Web2 data sovereignty and trading market: Itheum, Navigate , Swash and Phyllo etc. This type of project mainly combines traditional Internet data with data on the chain, hoping to open up the information exchange between Web2 and Web3. Common practices are to export Web2 data and import it into a designated data pool or directly bind traditional Internet social accounts, etc. .
Enterprise data consensus: Authtrail, this project integrates with the internal database of the enterprise and joins the consensus layer to achieve Tamper-proof and traceable data within the enterprise.

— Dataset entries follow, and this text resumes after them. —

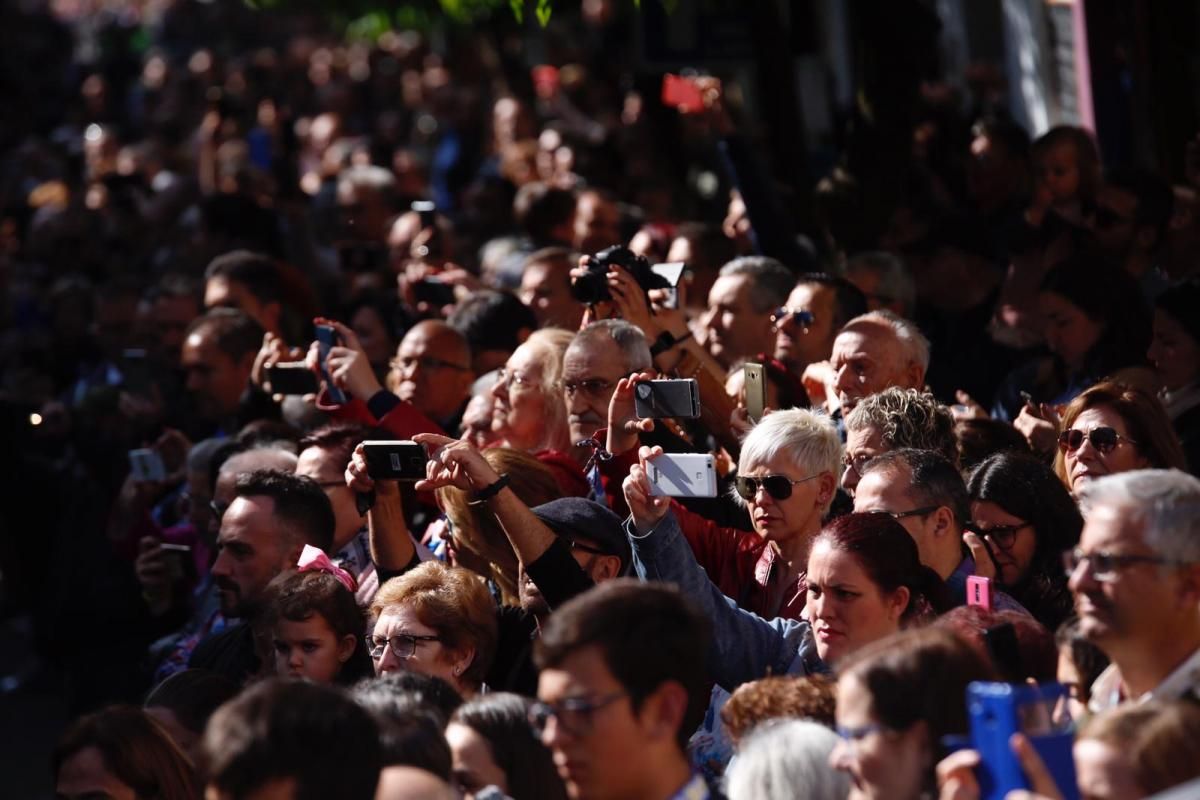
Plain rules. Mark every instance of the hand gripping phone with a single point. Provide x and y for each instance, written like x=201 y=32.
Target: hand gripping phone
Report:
x=683 y=475
x=678 y=398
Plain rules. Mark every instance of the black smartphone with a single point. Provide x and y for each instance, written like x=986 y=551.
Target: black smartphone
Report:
x=756 y=390
x=395 y=461
x=435 y=293
x=677 y=398
x=292 y=378
x=328 y=338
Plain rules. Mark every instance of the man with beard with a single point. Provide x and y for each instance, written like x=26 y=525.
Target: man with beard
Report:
x=1135 y=576
x=599 y=356
x=263 y=531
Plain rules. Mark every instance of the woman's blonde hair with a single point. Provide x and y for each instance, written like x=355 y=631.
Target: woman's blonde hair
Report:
x=475 y=528
x=550 y=346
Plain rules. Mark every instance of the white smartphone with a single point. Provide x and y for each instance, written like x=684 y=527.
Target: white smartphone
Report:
x=147 y=465
x=683 y=475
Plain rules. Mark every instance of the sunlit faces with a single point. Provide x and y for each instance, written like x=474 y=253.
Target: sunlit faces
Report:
x=1104 y=773
x=1069 y=332
x=846 y=608
x=310 y=649
x=862 y=445
x=798 y=346
x=868 y=359
x=474 y=764
x=430 y=657
x=781 y=521
x=882 y=764
x=1012 y=561
x=1086 y=463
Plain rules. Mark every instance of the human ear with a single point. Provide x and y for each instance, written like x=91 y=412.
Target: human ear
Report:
x=664 y=710
x=346 y=647
x=898 y=603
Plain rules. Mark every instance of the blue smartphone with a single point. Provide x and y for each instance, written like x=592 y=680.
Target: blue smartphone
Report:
x=327 y=337
x=997 y=711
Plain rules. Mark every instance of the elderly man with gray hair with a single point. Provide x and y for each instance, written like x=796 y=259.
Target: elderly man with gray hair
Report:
x=893 y=419
x=873 y=352
x=1135 y=576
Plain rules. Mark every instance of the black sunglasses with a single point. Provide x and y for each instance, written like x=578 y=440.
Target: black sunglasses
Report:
x=777 y=486
x=1104 y=439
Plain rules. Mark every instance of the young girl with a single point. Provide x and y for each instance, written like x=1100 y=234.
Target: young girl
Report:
x=315 y=627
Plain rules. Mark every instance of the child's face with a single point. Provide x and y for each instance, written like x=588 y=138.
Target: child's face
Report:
x=310 y=649
x=1059 y=174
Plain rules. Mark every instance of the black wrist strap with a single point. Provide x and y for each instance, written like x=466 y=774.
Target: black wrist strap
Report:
x=489 y=492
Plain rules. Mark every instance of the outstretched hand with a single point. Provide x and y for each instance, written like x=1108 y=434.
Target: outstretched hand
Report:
x=454 y=462
x=645 y=507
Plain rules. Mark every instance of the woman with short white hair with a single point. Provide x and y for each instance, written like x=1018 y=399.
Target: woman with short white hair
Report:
x=786 y=758
x=787 y=475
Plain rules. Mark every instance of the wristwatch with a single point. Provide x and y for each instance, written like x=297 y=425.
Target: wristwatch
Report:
x=664 y=343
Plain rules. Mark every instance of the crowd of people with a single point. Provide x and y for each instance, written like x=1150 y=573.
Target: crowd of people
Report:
x=232 y=257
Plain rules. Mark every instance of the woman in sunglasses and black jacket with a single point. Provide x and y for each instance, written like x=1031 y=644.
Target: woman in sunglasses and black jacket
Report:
x=1114 y=428
x=1029 y=519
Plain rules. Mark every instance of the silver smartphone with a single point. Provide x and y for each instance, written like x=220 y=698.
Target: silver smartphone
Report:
x=683 y=475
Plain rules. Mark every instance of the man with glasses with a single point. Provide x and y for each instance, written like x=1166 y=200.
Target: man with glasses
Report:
x=172 y=651
x=622 y=686
x=819 y=306
x=891 y=420
x=1135 y=576
x=925 y=493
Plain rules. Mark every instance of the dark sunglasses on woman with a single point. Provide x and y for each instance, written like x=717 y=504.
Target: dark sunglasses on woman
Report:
x=777 y=486
x=1104 y=439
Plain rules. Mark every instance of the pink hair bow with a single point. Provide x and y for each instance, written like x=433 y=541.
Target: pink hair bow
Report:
x=315 y=559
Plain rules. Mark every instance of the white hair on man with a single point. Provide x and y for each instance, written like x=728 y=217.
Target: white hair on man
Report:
x=915 y=343
x=809 y=440
x=1164 y=501
x=786 y=758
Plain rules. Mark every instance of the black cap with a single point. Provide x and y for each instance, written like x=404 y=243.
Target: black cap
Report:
x=573 y=518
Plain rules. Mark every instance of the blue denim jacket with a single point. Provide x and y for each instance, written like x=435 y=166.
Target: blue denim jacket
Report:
x=745 y=647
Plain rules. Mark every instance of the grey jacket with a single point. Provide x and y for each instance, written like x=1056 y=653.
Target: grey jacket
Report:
x=745 y=647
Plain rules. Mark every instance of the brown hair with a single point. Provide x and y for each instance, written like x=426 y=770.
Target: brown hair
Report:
x=1161 y=740
x=454 y=602
x=918 y=675
x=781 y=696
x=477 y=530
x=1145 y=420
x=135 y=749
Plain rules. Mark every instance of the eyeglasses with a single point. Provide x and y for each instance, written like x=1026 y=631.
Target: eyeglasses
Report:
x=1005 y=536
x=1104 y=439
x=424 y=362
x=857 y=463
x=779 y=487
x=575 y=714
x=403 y=645
x=592 y=386
x=924 y=511
x=217 y=509
x=784 y=314
x=588 y=548
x=1107 y=565
x=504 y=377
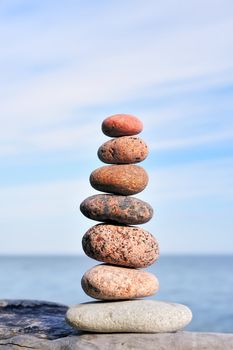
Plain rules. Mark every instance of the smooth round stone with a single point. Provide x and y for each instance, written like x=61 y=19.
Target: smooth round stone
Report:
x=121 y=245
x=133 y=316
x=123 y=150
x=119 y=179
x=121 y=125
x=107 y=282
x=120 y=209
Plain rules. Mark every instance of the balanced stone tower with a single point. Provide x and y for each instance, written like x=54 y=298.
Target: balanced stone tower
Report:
x=124 y=249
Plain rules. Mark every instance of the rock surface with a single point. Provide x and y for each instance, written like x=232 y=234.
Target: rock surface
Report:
x=121 y=245
x=119 y=179
x=120 y=209
x=40 y=318
x=107 y=282
x=121 y=125
x=13 y=337
x=123 y=150
x=125 y=341
x=137 y=316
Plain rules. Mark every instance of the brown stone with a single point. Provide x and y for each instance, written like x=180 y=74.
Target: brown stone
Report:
x=121 y=125
x=119 y=179
x=107 y=282
x=113 y=208
x=121 y=245
x=123 y=150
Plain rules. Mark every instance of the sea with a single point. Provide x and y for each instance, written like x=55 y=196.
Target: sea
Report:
x=203 y=283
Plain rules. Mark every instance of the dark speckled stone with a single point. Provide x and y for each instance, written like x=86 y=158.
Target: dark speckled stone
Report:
x=113 y=208
x=121 y=245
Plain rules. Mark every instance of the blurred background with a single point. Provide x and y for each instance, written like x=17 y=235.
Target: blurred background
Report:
x=66 y=66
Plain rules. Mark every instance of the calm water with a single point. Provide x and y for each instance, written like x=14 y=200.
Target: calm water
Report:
x=204 y=283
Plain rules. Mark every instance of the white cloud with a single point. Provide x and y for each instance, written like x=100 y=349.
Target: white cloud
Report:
x=100 y=67
x=45 y=217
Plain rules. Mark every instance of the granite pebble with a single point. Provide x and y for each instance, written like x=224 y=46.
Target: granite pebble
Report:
x=133 y=316
x=119 y=209
x=121 y=245
x=107 y=282
x=123 y=150
x=119 y=179
x=121 y=125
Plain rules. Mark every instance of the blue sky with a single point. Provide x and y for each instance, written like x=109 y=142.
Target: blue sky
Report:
x=65 y=66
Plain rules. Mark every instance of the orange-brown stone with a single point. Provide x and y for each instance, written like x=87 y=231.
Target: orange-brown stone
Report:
x=123 y=150
x=121 y=125
x=121 y=245
x=107 y=282
x=119 y=179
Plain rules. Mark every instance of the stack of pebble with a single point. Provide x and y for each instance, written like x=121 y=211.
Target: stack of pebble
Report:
x=124 y=248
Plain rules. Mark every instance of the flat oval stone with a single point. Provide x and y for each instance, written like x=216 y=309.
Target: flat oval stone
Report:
x=123 y=150
x=121 y=245
x=119 y=179
x=132 y=316
x=107 y=282
x=121 y=125
x=120 y=209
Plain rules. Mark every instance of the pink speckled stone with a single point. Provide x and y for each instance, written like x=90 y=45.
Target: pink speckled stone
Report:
x=107 y=282
x=121 y=125
x=123 y=150
x=121 y=245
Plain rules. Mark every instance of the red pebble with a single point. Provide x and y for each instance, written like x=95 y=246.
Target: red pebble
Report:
x=121 y=125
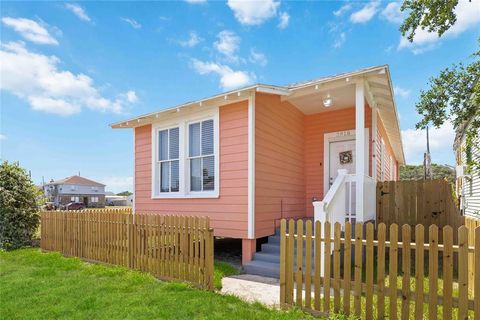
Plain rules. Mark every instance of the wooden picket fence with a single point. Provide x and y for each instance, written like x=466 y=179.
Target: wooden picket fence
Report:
x=168 y=247
x=371 y=277
x=415 y=202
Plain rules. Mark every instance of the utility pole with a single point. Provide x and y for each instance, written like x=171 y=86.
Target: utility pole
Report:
x=427 y=161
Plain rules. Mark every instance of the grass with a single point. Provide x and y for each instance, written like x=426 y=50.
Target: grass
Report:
x=36 y=285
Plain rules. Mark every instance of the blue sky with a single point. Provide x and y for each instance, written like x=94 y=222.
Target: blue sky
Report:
x=70 y=69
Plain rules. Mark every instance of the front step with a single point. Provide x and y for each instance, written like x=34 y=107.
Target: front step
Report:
x=266 y=262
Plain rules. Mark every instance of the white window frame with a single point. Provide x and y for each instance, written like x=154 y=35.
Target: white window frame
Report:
x=182 y=120
x=158 y=162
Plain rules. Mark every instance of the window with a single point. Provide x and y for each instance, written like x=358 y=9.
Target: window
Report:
x=201 y=156
x=168 y=160
x=185 y=157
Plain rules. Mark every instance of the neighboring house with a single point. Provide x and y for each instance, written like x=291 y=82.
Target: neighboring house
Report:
x=250 y=157
x=76 y=189
x=468 y=179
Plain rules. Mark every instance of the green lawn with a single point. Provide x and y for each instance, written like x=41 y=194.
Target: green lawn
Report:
x=36 y=285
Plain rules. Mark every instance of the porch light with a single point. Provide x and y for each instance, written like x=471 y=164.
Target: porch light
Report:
x=327 y=101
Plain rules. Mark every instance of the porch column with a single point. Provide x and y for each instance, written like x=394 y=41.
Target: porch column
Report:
x=359 y=147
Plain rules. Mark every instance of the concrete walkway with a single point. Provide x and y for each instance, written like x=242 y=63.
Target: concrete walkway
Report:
x=253 y=288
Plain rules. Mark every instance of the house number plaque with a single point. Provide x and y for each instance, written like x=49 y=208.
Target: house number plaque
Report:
x=346 y=157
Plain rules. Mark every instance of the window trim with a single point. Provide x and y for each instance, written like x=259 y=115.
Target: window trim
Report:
x=158 y=161
x=182 y=122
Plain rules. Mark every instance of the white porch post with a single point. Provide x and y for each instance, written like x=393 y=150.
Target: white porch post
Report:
x=374 y=142
x=359 y=148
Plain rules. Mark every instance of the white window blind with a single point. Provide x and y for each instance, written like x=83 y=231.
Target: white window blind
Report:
x=201 y=156
x=168 y=160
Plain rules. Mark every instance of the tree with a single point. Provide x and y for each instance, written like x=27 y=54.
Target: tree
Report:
x=412 y=172
x=454 y=95
x=19 y=206
x=124 y=193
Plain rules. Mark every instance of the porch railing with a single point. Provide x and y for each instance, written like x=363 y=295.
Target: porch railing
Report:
x=339 y=204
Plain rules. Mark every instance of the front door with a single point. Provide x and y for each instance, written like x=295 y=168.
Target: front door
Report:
x=342 y=156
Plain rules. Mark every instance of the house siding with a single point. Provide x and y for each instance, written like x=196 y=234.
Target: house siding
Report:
x=228 y=212
x=279 y=163
x=470 y=187
x=391 y=172
x=316 y=126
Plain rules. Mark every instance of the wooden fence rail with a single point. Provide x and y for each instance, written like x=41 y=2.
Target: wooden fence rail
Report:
x=358 y=270
x=424 y=202
x=169 y=247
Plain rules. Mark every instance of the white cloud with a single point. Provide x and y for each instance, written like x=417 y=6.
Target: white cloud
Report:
x=132 y=22
x=468 y=16
x=30 y=30
x=392 y=13
x=284 y=20
x=192 y=41
x=366 y=13
x=342 y=10
x=36 y=78
x=227 y=44
x=257 y=57
x=78 y=11
x=441 y=144
x=340 y=40
x=229 y=79
x=253 y=12
x=117 y=184
x=132 y=96
x=401 y=92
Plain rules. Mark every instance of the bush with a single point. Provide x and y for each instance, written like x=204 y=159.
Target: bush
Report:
x=19 y=205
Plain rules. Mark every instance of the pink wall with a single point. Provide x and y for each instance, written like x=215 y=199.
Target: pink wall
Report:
x=279 y=163
x=316 y=126
x=390 y=172
x=228 y=213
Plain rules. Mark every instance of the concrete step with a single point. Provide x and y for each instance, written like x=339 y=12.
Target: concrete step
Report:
x=263 y=268
x=275 y=248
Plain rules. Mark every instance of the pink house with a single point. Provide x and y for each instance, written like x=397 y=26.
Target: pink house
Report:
x=250 y=157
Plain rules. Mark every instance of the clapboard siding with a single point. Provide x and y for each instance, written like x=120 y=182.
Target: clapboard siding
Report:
x=316 y=126
x=228 y=212
x=471 y=187
x=279 y=163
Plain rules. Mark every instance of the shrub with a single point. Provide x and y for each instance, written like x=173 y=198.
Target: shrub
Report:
x=19 y=205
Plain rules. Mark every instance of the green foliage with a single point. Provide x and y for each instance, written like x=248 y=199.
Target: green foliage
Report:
x=432 y=15
x=454 y=95
x=125 y=193
x=19 y=205
x=36 y=285
x=410 y=172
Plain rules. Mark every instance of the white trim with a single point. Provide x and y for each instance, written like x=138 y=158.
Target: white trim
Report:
x=251 y=167
x=182 y=121
x=374 y=142
x=134 y=170
x=345 y=135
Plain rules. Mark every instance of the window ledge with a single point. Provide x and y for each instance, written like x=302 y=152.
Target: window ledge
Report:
x=200 y=195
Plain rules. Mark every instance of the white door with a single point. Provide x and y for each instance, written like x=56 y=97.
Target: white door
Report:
x=342 y=156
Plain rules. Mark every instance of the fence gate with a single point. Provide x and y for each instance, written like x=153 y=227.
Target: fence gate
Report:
x=370 y=275
x=169 y=247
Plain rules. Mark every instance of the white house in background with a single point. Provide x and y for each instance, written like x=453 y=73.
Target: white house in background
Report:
x=75 y=189
x=468 y=179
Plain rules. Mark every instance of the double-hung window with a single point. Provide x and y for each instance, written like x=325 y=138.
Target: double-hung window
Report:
x=168 y=160
x=185 y=156
x=201 y=156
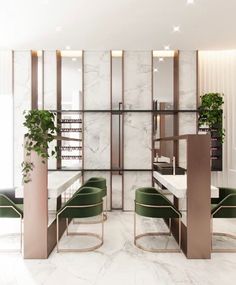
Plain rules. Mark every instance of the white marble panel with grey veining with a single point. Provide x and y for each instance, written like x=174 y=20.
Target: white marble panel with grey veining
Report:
x=22 y=102
x=97 y=131
x=97 y=141
x=5 y=72
x=137 y=141
x=97 y=80
x=137 y=126
x=137 y=80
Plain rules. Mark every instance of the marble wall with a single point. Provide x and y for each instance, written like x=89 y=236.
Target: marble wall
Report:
x=22 y=102
x=137 y=126
x=6 y=119
x=187 y=98
x=97 y=131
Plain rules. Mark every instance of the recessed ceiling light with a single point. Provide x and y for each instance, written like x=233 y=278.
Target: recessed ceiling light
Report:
x=58 y=28
x=176 y=29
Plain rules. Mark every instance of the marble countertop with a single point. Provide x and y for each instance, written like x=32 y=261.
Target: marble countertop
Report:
x=58 y=182
x=177 y=184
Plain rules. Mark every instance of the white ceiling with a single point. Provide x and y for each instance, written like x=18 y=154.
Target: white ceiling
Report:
x=117 y=24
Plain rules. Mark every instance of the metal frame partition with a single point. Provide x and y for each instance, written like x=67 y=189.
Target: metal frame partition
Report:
x=196 y=234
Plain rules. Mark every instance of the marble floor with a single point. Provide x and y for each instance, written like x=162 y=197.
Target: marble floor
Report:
x=117 y=261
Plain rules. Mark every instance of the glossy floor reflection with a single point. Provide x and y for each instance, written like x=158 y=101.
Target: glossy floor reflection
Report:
x=117 y=261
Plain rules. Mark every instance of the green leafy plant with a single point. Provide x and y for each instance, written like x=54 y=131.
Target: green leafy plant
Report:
x=211 y=113
x=41 y=131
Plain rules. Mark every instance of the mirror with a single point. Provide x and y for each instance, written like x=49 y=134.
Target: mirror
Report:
x=163 y=96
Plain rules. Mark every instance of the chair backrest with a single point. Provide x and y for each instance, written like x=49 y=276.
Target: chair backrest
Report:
x=226 y=208
x=97 y=182
x=86 y=203
x=151 y=203
x=8 y=209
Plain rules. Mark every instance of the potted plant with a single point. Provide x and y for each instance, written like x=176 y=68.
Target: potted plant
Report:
x=41 y=130
x=211 y=114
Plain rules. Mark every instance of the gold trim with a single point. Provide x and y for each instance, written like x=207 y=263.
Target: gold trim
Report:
x=99 y=237
x=136 y=237
x=20 y=215
x=223 y=250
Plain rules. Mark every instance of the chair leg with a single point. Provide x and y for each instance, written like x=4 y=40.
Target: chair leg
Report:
x=134 y=228
x=67 y=225
x=136 y=237
x=57 y=234
x=20 y=235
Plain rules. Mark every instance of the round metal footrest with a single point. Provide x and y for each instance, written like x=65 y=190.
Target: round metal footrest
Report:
x=224 y=250
x=86 y=249
x=153 y=249
x=90 y=222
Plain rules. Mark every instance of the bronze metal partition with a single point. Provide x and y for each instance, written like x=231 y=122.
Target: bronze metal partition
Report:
x=196 y=234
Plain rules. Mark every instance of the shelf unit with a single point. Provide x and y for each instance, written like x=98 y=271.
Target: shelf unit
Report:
x=70 y=125
x=216 y=148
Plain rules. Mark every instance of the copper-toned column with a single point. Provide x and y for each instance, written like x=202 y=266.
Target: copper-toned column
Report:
x=198 y=197
x=36 y=211
x=34 y=80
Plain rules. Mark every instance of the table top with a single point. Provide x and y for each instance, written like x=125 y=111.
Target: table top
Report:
x=177 y=184
x=58 y=182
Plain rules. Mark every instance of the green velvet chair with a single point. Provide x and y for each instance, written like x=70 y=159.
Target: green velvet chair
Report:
x=224 y=207
x=85 y=204
x=97 y=182
x=11 y=207
x=152 y=204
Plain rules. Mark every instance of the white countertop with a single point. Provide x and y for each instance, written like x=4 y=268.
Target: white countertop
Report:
x=177 y=184
x=58 y=182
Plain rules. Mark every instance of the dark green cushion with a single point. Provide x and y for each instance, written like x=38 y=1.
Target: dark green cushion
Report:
x=12 y=211
x=88 y=196
x=148 y=197
x=227 y=197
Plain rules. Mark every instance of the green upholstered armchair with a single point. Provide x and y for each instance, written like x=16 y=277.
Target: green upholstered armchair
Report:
x=11 y=207
x=97 y=182
x=152 y=204
x=86 y=203
x=224 y=207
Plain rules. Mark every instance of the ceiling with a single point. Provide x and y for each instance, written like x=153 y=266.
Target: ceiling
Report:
x=117 y=24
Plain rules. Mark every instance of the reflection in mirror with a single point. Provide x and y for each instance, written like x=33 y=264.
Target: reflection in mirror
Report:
x=117 y=131
x=163 y=96
x=71 y=99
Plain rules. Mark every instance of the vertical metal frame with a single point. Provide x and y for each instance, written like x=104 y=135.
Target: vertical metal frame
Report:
x=34 y=80
x=153 y=116
x=176 y=105
x=123 y=129
x=82 y=107
x=43 y=87
x=110 y=132
x=58 y=94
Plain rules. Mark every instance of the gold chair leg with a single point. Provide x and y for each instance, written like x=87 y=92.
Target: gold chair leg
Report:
x=136 y=237
x=224 y=250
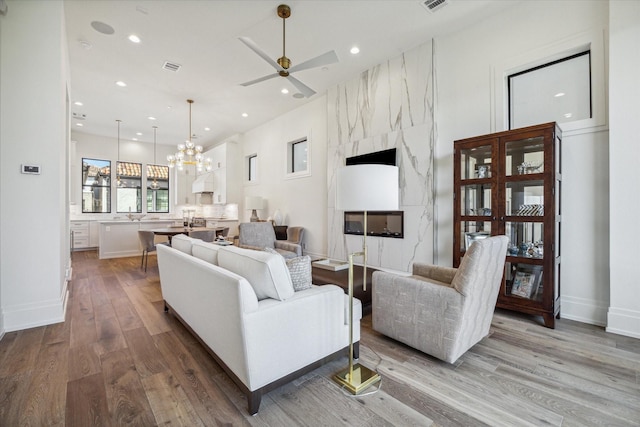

On-chain and off-chain data combination: Space and Time, this project will integrate off-chain databases like Authtrail, but there is no consensus layer, more on-chain In addition, Pool is also doing similar things.

The usage paradigm of Web3 data is significantly different from that of Web2, which mainly lies in the way data is aggregated, that is, different types of data are stored, indexed, extracted, integrated and utilized in different ways. According to the previous classification, here are some brief summaries:

Public data: including public data and some legal person data classified in the "Guidelines for Cybersecurity Standards Practice - Guidelines for Data Classification and Grading". As a public product, it is data that can be publicly mined for value. Access does not require permission, but user ownership can be traced to trace airdrop profits. Typical examples are on-chain data and non-encrypted application data stored in decentralized storage. (such as user posts, likes and comments, etc.). The most important upstream support for its use is for indexing applications, such as The Graph, or applications for Web3 native databases, such as Tableland.
Private data: including personal information and some legal person data classified in the "Guidelines for Cybersecurity Standards Practice - Guidelines for Data Classification and Grading". As a data type that requires encrypted storage and certain privacy permission configuration, its access has permission and cannot be publicly obtained. If it is stored in decentralized storage and blockchain, permission-configurable encrypted storage is required. Or through other means, such as privacy technology means such as ZK, MPC and TEE. The most important upstream support for its use is database applications such as Kwil and Ceramic.